Mar 23 2017
The discovery of a chemical compound that halts the production of a small set of proteins while leaving general protein production untouched suggests a new drug search strategy: Find compounds that target undesired proteins before they are even made.
Many of today's therapies for cancer or heart disease are monoclonal antibodies that bind and disable proteins outside the cell. The immunotherapeutic checkpoint inhibitors, such as Yervoy, block suppressor proteins, for example, unleashing the immune system to attack cancer.
But monoclonal antibodies aren't effective against all proteins, can't enter cells and must be delivered via injection.
In a paper appearing today in the journal PLOS Biology, researchers at the University of California, Berkeley, and Pfizer Worldwide Research and Development report finding a small molecule that was able to block the production of a specific protein involved in LDL (low-density lipoprotein) turnover by stalling only the ribosome that produces that protein. Ribosomes are large, general-purpose molecular machines that translate genetic instructions in the form of messenger RNA into the proteins used to build cells, the enzymes in charge of cellular housekeeping, and the hormones that carry messages in and between cells.
When delivered orally to rats, the small molecule lowered LDL cholesterol levels, much the way statins do, though by a different mechanism: by lowering the production of the protein PCSK9.
While antibiotics like erythromycin are known to stall the ribosome, they halt production of most proteins, said Jamie Cate, one of two senior authors, a UC Berkeley professor of molecular and cell biology and of chemistry and a faculty scientist at Lawrence Berkeley National Laboratory.
The chemical in this instance stalls the ribosome only when it's producing the protein PCSK9 and a couple of dozen others out of the tens of thousands of proteins the body produces, as shown by a relatively new technique called ribosomal profiling.
"PCSK9 was just where we started. Now we can think about how to come up with other small molecules that hit proteins that nobody has been able to target before because, maybe, they have a floppy part, or they don't have a nook or cranny where you can bind a small molecule to inhibit them," Cate said. "This research is saying, we may be able to just prevent the synthesis of the protein in the first place."
Cate suspects that the small molecule in the current study, a multi-ringed chlorinated compound, could serve as a template, like a key blank that can be machined to open a specific lock.
"We now have this key blank that we can cut in a number of different ways to try to go after undruggable proteins in a number of different disease states," Cate said. "No one really thought that would have been possible before."
Stalling the ribosome
The small molecule was discovered by Pfizer labs through live-cell screening for compounds that lower production of the protein PCSK9 (proprotein convertase subtilisin kexin 9), which regulates the recycling of the LDL receptor. Knocking out the protein is known to lower blood levels of LDL cholesterol, the so-called bad cholesterol, presumably lowering risk of cardiovascular disease. PCSK9 inhibitors, mostly monoclonal antibodies, actually lower LDL better than the well-known statins, though they have to be injected into the bloodstream.
When it became clear that the chemical was acting on the ribosome, Spiros Liras, vice president of medicinal chemistry at Pfizer, approached Cate and Jennifer Doudna, both leaders in the field of ribosome function and translation, to establish a collaboration through UC Berkeley's California Institute for Quantitative Bioscience (QB3) to further investigate the questions of selectivity and mechanism of action. Cate is also director of UC Berkeley's Center for RNA Systems Biology, while Doudna is a professor of molecular and cell biology and of chemistry, a Howard Hughes Medical Institute investigator and executive director of the Innovative Genomics Institute.

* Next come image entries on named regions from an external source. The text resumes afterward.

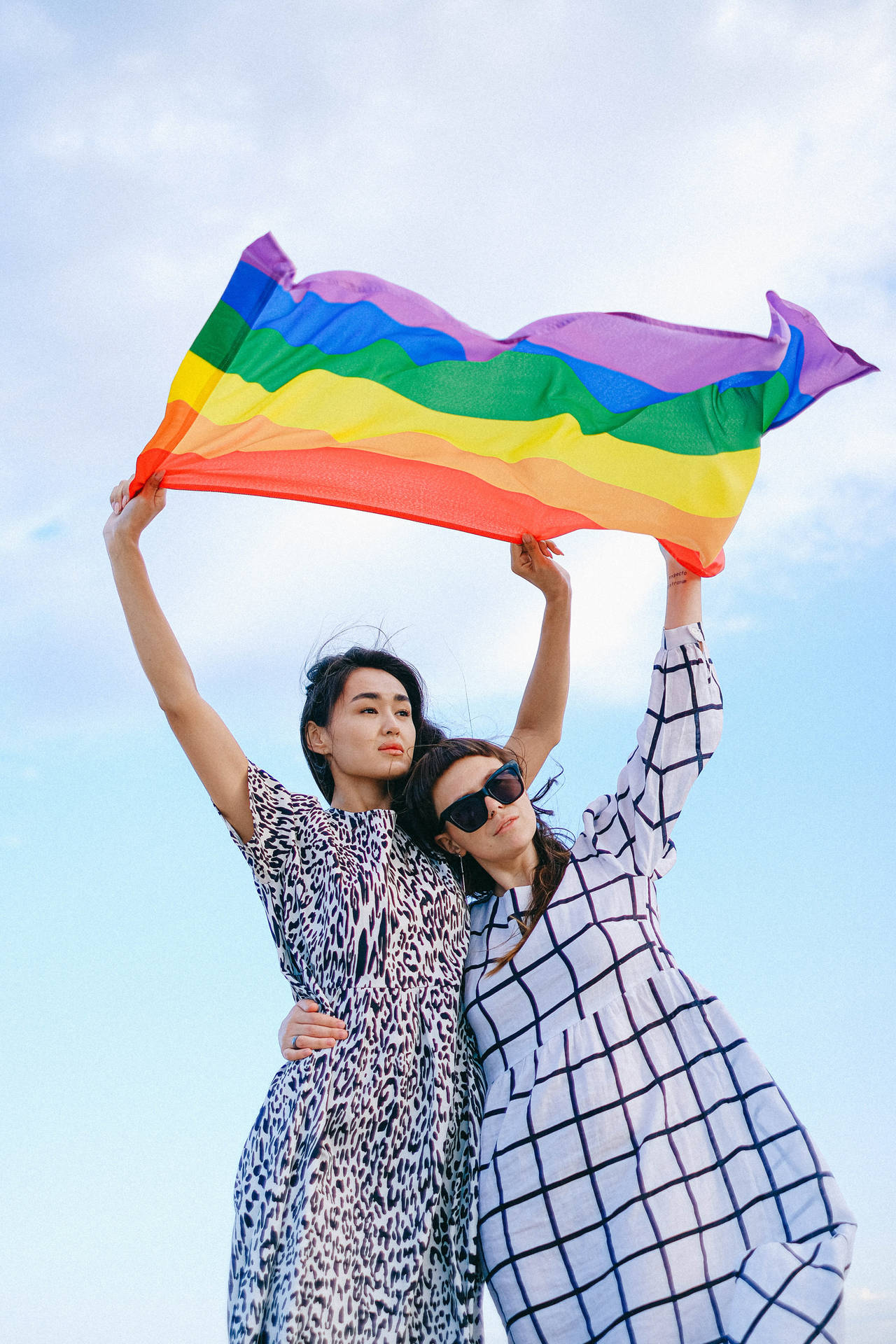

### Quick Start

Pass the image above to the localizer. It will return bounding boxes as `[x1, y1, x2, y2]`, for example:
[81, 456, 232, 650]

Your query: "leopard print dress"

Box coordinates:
[228, 764, 482, 1344]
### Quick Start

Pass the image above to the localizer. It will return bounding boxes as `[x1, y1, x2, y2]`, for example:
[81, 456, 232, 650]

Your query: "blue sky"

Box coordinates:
[0, 0, 896, 1344]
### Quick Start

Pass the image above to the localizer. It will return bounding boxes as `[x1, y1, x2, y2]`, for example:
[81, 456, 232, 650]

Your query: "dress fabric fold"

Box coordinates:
[228, 764, 482, 1344]
[465, 625, 855, 1344]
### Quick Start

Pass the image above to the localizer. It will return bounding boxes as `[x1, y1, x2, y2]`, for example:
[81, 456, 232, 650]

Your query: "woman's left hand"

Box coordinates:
[510, 532, 571, 599]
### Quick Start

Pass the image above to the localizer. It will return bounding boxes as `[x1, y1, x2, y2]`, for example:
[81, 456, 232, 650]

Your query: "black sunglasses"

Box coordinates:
[440, 761, 525, 833]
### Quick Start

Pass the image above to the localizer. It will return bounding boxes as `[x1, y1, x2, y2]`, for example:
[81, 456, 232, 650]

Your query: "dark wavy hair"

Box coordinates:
[399, 738, 573, 974]
[300, 644, 444, 802]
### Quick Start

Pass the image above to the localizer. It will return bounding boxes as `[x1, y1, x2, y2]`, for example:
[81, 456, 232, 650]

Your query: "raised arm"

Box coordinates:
[104, 473, 253, 841]
[507, 535, 573, 785]
[580, 552, 722, 876]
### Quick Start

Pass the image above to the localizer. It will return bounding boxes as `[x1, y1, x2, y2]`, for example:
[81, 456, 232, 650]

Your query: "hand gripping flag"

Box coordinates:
[130, 234, 874, 574]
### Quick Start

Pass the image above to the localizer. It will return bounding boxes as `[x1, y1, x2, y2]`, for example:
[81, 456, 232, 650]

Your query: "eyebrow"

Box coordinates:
[348, 691, 411, 704]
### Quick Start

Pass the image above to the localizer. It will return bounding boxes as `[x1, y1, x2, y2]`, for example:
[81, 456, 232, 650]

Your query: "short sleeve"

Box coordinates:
[580, 624, 722, 876]
[224, 761, 323, 945]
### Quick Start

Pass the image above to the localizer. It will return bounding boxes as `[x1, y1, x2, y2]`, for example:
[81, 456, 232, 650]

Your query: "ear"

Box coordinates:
[305, 722, 333, 757]
[435, 831, 466, 859]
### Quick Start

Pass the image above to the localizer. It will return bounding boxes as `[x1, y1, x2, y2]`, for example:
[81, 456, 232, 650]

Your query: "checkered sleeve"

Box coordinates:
[583, 625, 722, 876]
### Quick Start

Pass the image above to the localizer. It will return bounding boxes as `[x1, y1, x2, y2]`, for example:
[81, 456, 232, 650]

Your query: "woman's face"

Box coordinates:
[307, 668, 416, 780]
[433, 757, 536, 872]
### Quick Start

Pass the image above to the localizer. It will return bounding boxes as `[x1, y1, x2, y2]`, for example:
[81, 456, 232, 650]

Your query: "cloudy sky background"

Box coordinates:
[0, 0, 896, 1344]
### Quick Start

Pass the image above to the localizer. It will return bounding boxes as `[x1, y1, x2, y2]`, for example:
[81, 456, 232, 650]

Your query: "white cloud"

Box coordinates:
[3, 0, 896, 747]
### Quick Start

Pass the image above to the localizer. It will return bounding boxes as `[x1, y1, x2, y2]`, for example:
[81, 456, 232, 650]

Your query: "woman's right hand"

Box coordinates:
[102, 472, 165, 547]
[279, 999, 348, 1059]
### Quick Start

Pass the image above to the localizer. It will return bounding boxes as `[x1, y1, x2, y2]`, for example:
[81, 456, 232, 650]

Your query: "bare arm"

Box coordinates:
[104, 473, 253, 840]
[507, 536, 573, 785]
[659, 546, 701, 630]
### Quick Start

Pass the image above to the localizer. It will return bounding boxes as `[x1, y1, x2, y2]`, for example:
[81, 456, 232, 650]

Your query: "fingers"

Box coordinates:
[279, 999, 348, 1060]
[108, 477, 133, 513]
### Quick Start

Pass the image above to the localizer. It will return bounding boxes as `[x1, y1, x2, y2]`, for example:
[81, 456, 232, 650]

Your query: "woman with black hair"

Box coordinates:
[105, 475, 570, 1344]
[281, 548, 855, 1344]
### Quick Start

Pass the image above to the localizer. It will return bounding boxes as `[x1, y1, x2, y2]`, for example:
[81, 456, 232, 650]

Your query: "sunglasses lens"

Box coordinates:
[447, 794, 489, 832]
[489, 766, 523, 802]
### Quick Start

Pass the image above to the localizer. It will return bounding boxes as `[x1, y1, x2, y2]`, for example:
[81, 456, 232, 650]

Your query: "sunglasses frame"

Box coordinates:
[440, 761, 525, 836]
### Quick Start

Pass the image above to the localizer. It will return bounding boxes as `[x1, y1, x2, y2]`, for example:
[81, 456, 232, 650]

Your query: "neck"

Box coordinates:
[484, 841, 539, 895]
[332, 773, 392, 812]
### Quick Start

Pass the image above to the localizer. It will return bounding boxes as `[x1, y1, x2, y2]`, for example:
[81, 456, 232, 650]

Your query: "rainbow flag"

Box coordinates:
[130, 234, 874, 574]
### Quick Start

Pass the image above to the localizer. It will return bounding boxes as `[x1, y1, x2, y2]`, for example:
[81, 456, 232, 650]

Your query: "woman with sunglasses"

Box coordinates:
[105, 475, 570, 1344]
[281, 561, 855, 1344]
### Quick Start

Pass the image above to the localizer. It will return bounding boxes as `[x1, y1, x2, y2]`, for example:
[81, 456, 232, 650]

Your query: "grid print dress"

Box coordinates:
[465, 625, 855, 1344]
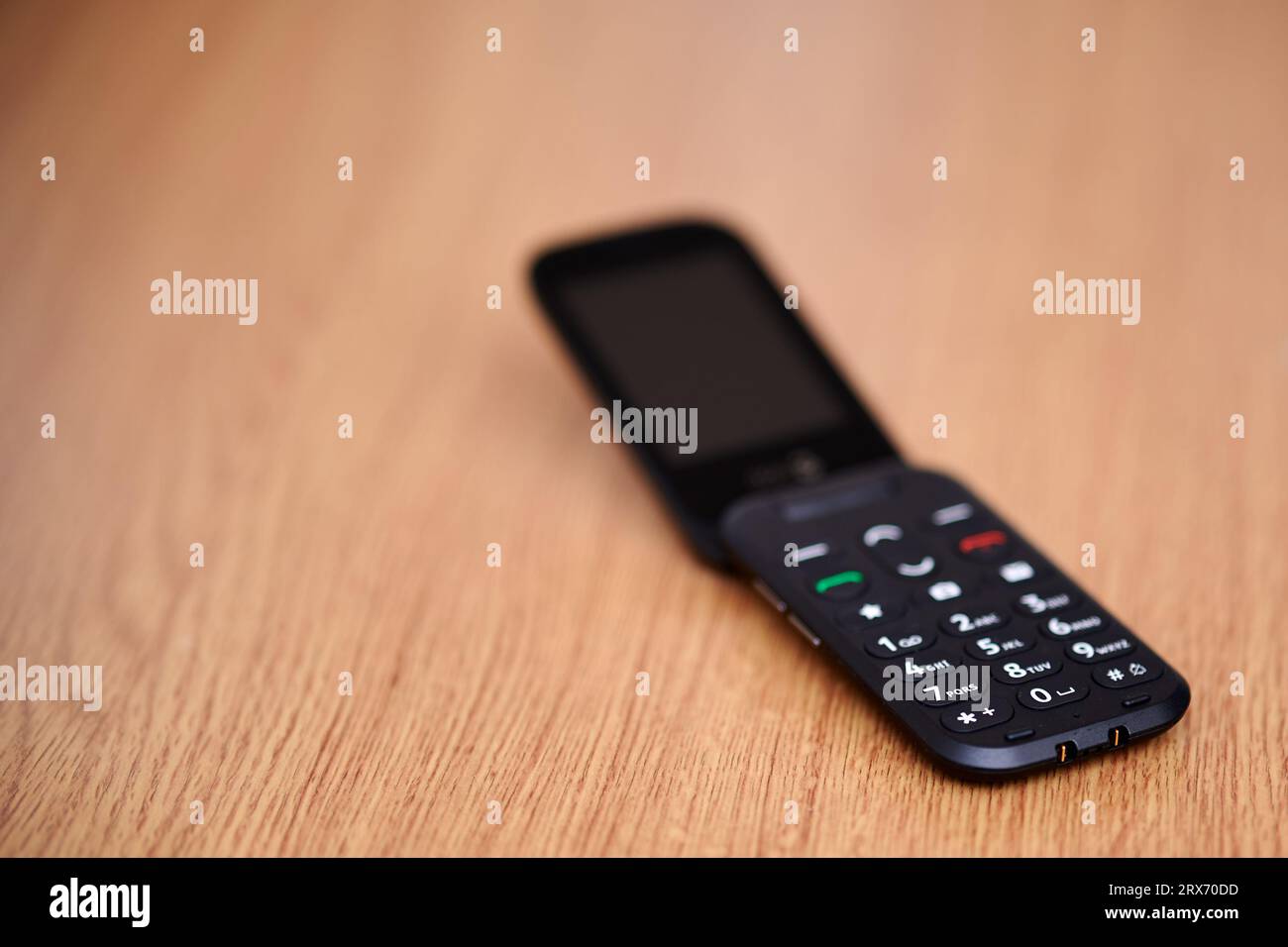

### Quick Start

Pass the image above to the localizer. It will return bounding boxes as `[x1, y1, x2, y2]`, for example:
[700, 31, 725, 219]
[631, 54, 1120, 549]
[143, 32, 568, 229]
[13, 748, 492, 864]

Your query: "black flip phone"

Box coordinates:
[533, 222, 1190, 776]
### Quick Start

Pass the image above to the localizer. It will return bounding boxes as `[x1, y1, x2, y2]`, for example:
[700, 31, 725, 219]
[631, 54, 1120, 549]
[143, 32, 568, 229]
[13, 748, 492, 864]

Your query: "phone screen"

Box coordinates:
[564, 246, 846, 468]
[533, 223, 894, 561]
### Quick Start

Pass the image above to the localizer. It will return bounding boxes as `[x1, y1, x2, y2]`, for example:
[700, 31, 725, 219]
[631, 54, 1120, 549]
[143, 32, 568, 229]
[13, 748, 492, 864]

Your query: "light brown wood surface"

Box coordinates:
[0, 3, 1288, 856]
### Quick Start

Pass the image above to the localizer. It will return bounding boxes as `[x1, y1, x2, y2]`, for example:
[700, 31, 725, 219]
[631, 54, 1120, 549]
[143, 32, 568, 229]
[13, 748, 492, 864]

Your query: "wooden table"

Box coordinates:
[0, 1, 1288, 856]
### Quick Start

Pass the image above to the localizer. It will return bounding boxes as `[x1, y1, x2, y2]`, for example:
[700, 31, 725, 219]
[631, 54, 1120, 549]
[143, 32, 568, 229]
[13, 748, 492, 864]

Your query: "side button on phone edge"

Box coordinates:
[787, 612, 823, 648]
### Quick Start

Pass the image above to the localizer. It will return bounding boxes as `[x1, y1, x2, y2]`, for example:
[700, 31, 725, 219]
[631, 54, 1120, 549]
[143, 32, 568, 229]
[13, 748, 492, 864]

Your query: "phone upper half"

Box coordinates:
[533, 220, 894, 565]
[721, 467, 1189, 775]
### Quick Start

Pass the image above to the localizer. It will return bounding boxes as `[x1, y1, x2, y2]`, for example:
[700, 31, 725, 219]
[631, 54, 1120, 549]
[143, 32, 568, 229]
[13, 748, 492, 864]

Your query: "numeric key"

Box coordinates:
[1017, 679, 1091, 710]
[1015, 588, 1081, 614]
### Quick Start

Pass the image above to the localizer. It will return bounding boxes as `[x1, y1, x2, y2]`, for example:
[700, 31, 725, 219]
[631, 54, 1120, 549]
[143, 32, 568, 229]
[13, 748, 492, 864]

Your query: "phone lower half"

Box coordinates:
[720, 463, 1190, 779]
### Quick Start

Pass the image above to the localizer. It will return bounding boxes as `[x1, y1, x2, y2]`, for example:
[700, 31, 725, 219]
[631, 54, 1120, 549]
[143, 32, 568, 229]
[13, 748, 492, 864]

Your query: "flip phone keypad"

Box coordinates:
[778, 502, 1163, 743]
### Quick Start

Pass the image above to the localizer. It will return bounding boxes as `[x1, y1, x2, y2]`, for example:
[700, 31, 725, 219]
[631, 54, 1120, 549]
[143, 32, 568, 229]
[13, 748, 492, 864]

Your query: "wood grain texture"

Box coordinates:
[0, 1, 1288, 856]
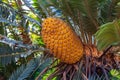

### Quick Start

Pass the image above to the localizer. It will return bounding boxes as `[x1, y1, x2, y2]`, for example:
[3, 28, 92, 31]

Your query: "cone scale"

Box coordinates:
[41, 17, 83, 64]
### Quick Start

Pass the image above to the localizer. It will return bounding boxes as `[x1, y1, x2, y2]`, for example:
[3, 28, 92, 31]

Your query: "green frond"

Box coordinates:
[9, 57, 41, 80]
[95, 20, 120, 50]
[0, 1, 16, 26]
[115, 2, 120, 18]
[110, 69, 120, 80]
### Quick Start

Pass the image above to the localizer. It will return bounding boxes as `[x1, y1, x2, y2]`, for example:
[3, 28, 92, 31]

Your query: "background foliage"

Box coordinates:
[0, 0, 120, 80]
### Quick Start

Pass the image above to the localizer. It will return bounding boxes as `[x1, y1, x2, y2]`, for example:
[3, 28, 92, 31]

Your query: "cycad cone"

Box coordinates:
[41, 17, 83, 64]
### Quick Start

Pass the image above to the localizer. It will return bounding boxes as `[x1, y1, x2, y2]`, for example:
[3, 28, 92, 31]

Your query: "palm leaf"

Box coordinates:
[9, 57, 42, 80]
[95, 20, 120, 50]
[0, 35, 44, 65]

"Pfizer brought a significant depth of knowledge and resources to the collaboration, including fundamental cell biology, disease-relevant expertise, chemical biology and medicinal chemistry,"said Liras. "We aimed at building a strong cross-institutional collaboration which would complement our strengths in drug discovery with UC Berkeley's strengths in ribosome biochemistry and structural biology."
In the PLOS Biology paper, Cate, Robert Dullea at Pfizer and their teams at UC Berkeley and Pfizer describe how the drug interacts with the ribosome to halt protein production.
According to Cate, the ribosome assembles amino acids into a chain inside a tunnel that holds about 30 to 40 amino acids before the end begins to poke out of the tunnel. The chemical studied appears to bind to specific amino acid sequences of the growing protein within that tunnel in the ribosome and make them kink enough to stop progress down the tunnel, halting protein synthesis.
"We found that the proteins that are stalled are too short to stick outside the ribosome," Cate said. "So we think the compound is actually trapping this snake-like chain, the starting part of the protein, in the tunnel -- not completely blocking the tunnel, but just partially blocking it, in a way that prevents this particular protein from making its way out."
While it's still unclear what the two dozen proteins affected have in common that makes them susceptible to stalling by the small molecule, Cate sees these findings as clear evidence that ribosomal stalling can occur very specifically, something most researchers thought unlikely.
"We think that we now have enough understanding of the mechanism that we have our foot in the door to explore the relevance of this biology more broadly," said Cate.